Kampala, Uganda | THE INDEPENDENT |Â Â Minister of Finance, Henry Musasizi will this afternoon present Uganda’s sh84.3 trillion shillings budget for the 2026/27 financial year .
The budget comes at a time when policymakers are positioning mineral resources, especially oil and gas, as a major driver of growth, industrial development, and future export earnings. For the first time in Uganda’s history, the government is expecting direct revenue from oil production.
The budget framework paper projects 1.44 trillion shillings in oil and gas revenues during the coming financial year, marking the beginning of Uganda’s transition from an oil-investing nation to an oil-producing one.
Here are the expected highlights of his speech:
✅Financial year 2026/27 will see the country witness many milestones of significant and historic proportion. The first and foremost is the imminent confirmation in March,2027 of Uganda’s graduation from the category of Least Developed Countries (LDC). This confirmation comes two generations after the country’s independence in 1962.
✅This graduation is not merely a bureaucratic milestone; it is a powerful validation of national resilience that will lower sovereign risk, unlock premium international investment capital, and position the country as a highly competitive, self-determined economic engine on the African Continent.

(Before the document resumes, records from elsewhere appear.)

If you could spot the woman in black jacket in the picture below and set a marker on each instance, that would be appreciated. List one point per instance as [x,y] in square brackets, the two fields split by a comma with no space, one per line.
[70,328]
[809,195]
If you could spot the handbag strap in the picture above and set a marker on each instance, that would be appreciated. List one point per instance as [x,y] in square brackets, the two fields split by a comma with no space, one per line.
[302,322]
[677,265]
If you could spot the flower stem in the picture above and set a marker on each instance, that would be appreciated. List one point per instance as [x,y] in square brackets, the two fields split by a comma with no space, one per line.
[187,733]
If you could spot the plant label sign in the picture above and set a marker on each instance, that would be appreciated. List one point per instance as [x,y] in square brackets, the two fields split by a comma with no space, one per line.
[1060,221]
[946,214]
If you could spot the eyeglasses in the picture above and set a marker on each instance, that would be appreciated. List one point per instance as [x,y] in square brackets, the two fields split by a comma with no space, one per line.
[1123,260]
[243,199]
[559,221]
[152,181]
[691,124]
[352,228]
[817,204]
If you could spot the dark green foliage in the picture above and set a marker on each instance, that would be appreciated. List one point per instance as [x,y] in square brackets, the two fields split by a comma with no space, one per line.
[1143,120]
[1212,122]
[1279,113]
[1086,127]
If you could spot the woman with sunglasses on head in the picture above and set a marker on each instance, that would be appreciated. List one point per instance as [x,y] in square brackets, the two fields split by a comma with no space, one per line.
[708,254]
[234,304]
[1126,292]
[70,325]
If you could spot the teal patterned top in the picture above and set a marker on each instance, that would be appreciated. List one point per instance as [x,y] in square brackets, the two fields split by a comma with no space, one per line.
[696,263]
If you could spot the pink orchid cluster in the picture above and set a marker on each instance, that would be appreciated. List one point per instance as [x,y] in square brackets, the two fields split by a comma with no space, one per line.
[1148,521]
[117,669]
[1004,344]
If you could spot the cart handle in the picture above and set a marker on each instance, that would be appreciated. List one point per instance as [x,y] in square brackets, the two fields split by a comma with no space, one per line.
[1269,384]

✅Within the same period, the country’s official transition into an oil producer will come to pass with the scheduled delivery of First Oil in the first half of FY2026/27. This milestone follows 17 years of patient but focused multi-sectoral visioning, planning and execution across different arms of government and by multiple players in the economy.
✅Consistent with Government’s commitment to inclusive economic growth, FY2026/27 will reinforce last mile delivery of vital public services under the Parish Development Model.
✅FY2026/27 Budget has been designed to accelerate Uganda’s transition from incremental growth to productivity driven transformation.
✅Building on this momentum, the Government is targeting to reduce the proportion of households relying on the subsistence economy to 28.5 percent by FY2026/27 from the current 33 percent. This transition is being driven by commercialization of agriculture, scaling of MSMEs and structural expansion of the Parish Development Model (PDM) among other initiatives.